Concordian Hugo Sinha has created a fast and affordable tool to study the disease
February 14, 2018
Hugo Sinha (left) has automated gene editing that lets researchers rapidly and precisely eliminate genes that may be involved in cancer. The glowing green cells (right) are lung cancer cells.

With a BSc in biology tucked under his arm, Concordia student Hugo Sinha took an unusual next step.

“I made the leap to graduate school in the Department of Electrical and Computer Engineering,” says Sinha, who recently returned from presenting his research at the Society for Laboratory Automation and Screening (SLAS) Conference 2018 in San Diego.

At 23 years old, he was the youngest presenter and winner of a Tony B. Academic Travel Award. His work bridges the gap between engineering and biology by automating gene editing for rapid and routine identification of cancer genes.

“I strive to find the coordinates of certain gene 'suspects' thought to be involved in cancer pathways and systematically eliminate those by genome editing,” says Sinha.

Biology, computer science, electrical engineering, genetics — it all factors into Sinha’s multidisciplinary approach. And his results are promising.

First, there’s CRISPR

Working with his mentor, Steve Shih, founder of the Shih Microfluidics Laboratory and assistant professor of electrical and computer engineering in Concordia’s Faculty of Engineering and Computer Science, Sinha designed and validated a new liquid-handling tool to automate gene editing processes specific to CRISPR-Cas9 workflow.
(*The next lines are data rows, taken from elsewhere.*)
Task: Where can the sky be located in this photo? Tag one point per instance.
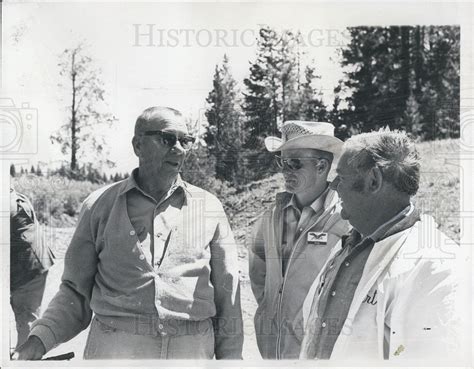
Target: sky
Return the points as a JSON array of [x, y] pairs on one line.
[[173, 68]]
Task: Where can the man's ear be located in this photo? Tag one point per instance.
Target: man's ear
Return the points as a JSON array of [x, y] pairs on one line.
[[136, 143], [375, 179]]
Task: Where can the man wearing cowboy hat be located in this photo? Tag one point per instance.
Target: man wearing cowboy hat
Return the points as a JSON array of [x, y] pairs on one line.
[[292, 240]]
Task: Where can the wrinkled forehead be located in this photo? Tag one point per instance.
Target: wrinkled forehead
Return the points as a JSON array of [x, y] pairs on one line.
[[163, 122], [343, 165], [299, 153]]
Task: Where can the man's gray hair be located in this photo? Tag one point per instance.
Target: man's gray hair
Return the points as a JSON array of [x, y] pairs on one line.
[[393, 152], [155, 113]]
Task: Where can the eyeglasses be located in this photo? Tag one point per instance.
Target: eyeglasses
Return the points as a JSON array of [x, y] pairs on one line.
[[291, 163], [169, 139]]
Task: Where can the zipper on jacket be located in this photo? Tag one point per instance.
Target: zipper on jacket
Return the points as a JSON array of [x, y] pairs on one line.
[[280, 295], [282, 287]]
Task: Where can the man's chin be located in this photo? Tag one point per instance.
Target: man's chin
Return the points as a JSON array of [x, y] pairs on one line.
[[344, 215]]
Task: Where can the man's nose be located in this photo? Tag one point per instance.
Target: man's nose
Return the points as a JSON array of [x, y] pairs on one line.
[[178, 147], [334, 183]]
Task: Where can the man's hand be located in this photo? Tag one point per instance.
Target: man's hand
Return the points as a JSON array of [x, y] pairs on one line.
[[32, 349]]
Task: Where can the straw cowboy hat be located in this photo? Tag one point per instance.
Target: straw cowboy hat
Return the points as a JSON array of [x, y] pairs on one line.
[[298, 134]]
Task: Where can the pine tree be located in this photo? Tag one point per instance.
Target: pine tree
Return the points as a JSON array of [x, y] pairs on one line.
[[396, 71], [225, 134], [311, 106]]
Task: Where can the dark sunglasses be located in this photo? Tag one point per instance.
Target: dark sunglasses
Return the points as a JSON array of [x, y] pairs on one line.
[[291, 163], [169, 139]]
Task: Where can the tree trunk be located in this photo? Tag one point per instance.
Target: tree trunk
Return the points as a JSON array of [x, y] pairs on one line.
[[73, 116]]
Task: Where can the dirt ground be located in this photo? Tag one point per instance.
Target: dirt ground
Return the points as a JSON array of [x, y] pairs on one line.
[[60, 239]]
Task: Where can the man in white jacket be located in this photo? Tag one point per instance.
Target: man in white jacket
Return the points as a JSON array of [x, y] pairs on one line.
[[392, 290]]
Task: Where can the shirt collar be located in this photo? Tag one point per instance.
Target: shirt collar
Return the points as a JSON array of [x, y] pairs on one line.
[[316, 205], [381, 230], [131, 183]]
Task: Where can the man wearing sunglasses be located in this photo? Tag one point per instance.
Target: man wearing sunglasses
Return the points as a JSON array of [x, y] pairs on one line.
[[153, 258], [398, 288], [292, 240]]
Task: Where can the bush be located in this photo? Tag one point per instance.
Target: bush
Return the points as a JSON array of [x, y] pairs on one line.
[[54, 196]]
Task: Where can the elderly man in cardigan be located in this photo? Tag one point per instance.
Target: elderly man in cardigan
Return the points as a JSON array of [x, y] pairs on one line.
[[293, 239], [392, 290], [153, 259]]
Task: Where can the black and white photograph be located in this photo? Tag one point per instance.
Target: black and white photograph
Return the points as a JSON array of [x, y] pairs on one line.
[[259, 183]]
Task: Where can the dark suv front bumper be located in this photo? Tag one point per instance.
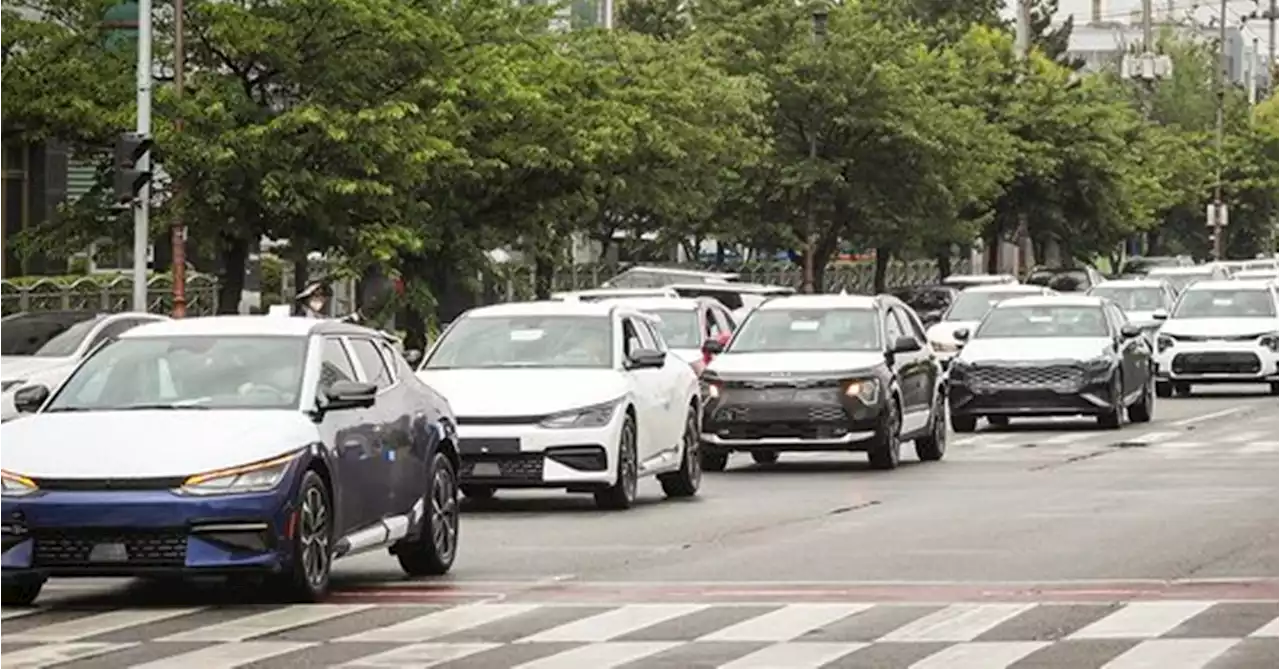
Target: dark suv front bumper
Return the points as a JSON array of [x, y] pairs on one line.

CRISPR, or "Clustered Regularly Interspaced Short Palindromic Repeats,” is a genetic engineering technique that works like a pair of scissors to cut, insert or reorder specific genetic fragments, creating changes in the biological cell to understand gene function.

Sinha has created an automated microfluidic tool that targets a specific set of genes in lung cancer cells and determines which genes are modulators of cancer progression. The automated microfluidic tool targets a specific set of genes in lung cancer cells and determines which are modulators of cancer progression. INSERT: A schematic representation of the CRISPR Cas9 process.

Automation: faster, better and cheaper

“I’m automating the CRISPR pipeline and making the biology component easier and faster to work with,” says Sinha.

“On this 2-inch by 3-inch platform, I’m able to culture human cells, insert the gene editing material inside the cells — lipid-mediated transfection — and perform cell analysis.”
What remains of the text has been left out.